- Born: Nguyễn Duy Hiếu 1962 (age 63–64) Hue, Vietnam
- Education: University of New Mexico
- Known for: Photography
- Awards: Guggenheim Fellowship

= Pipo Nguyen-duy =

Vietnamese-American fine art photographer

Pipo Hieu Nguyen-duy (born 1962) is a fine art photographer, and a professor of Photography at Oberlin College.

==Early life and education==
Pipo was born in Hue, Vietnam in 1962. As a teenager, he competed on the Vietnamese national table tennis team. In 1975 at age 13, he left Vietnam for the United States as a boat person.
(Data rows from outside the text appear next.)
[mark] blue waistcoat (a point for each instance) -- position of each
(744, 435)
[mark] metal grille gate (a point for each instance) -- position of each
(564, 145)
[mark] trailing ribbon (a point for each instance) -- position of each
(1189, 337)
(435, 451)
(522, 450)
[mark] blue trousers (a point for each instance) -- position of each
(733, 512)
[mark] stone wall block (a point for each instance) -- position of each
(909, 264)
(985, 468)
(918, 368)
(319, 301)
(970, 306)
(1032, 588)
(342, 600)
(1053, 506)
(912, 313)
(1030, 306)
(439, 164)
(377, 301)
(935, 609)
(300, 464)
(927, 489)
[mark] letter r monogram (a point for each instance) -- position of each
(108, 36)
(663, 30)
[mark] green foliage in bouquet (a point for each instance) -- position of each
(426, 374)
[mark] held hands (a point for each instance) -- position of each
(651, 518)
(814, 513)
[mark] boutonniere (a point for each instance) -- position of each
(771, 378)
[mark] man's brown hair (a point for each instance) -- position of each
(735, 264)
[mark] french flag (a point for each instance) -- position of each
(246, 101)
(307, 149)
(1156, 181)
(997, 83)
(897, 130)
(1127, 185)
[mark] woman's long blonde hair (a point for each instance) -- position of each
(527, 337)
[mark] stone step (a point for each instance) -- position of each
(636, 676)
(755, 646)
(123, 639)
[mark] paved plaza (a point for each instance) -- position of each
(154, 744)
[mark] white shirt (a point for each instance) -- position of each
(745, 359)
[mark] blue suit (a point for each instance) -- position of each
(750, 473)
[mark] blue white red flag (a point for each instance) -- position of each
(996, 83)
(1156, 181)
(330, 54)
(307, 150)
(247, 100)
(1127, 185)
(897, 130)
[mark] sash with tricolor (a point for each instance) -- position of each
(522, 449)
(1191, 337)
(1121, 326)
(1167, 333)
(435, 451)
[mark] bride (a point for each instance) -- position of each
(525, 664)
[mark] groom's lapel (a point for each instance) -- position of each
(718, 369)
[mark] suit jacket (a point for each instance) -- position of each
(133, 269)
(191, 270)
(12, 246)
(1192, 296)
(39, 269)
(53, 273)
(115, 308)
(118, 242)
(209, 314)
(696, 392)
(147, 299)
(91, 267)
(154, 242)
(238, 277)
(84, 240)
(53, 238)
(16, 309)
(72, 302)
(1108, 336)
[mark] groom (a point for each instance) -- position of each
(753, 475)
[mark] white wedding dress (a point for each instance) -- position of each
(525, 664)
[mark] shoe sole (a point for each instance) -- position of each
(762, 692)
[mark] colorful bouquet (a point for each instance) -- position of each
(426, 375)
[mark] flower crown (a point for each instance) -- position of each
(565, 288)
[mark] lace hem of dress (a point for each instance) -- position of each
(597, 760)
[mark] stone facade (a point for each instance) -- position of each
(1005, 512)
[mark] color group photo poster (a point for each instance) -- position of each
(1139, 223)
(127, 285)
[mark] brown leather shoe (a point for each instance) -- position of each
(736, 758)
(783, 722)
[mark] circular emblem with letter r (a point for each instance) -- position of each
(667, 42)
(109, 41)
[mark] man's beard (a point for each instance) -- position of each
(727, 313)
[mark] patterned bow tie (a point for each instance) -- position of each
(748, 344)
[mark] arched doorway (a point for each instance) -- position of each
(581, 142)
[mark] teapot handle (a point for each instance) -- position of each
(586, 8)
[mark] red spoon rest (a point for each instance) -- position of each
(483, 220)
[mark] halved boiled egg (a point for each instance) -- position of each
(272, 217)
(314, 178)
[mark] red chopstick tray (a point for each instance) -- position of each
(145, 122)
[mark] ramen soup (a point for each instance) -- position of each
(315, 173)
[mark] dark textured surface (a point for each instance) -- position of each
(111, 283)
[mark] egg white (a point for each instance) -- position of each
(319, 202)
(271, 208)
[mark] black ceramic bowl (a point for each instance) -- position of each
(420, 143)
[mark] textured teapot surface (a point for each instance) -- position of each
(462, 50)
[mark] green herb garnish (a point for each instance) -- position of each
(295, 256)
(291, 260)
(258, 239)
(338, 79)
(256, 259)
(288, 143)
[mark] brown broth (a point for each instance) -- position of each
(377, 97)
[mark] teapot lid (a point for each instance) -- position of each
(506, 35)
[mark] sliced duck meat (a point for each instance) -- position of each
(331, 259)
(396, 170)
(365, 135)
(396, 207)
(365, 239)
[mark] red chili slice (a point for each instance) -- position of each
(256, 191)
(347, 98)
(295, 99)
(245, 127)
Pipo graduated from Carleton College in Northfield, Minnesota in 1983 with a BA in Economics after which he moved to New York City. He completed his Master of Arts in Photography from the University of New Mexico, Albuquerque in 1992 and his Masters of Fine Arts in 1995.

==Career==

Pipo participated as an artist-in-residence at Monet's Garden through The Lila Wallace-Reader's Digest Artists at Giverny Fellowship, at the Headlands Center for the Arts in Sausalito, California, in Light Work's Artist-in-Residence program.

He is represented by Sam Lee Gallery in Los Angeles, California.

He is a Professor teaching photography at Oberlin College in Oberlin, Ohio.

==Publications==
- The inscrutable traveller: the photographs of Tseng Kwong Chi, University of New Mexico, 1998
- A thousand deaths Pipo, University of New Mexico, 1993

==Awards==
Pipo has received a National Endowment for the Arts, an En Foco Grant; a Professional Development Grant from the College Arts Association; an American Photography Institute's National Graduate Fellowship, NYC; a fellowship from the Oregon Arts Commission in Salem, Oregon; a B. Wade and Jane B. White Fellowship in the Humanities at Oberlin College; and two Individual Artists Fellowship from the Ohio Arts Council in Columbus, Ohio. In 2011, Pipo won a Guggenheim Fellowship in the field of photography.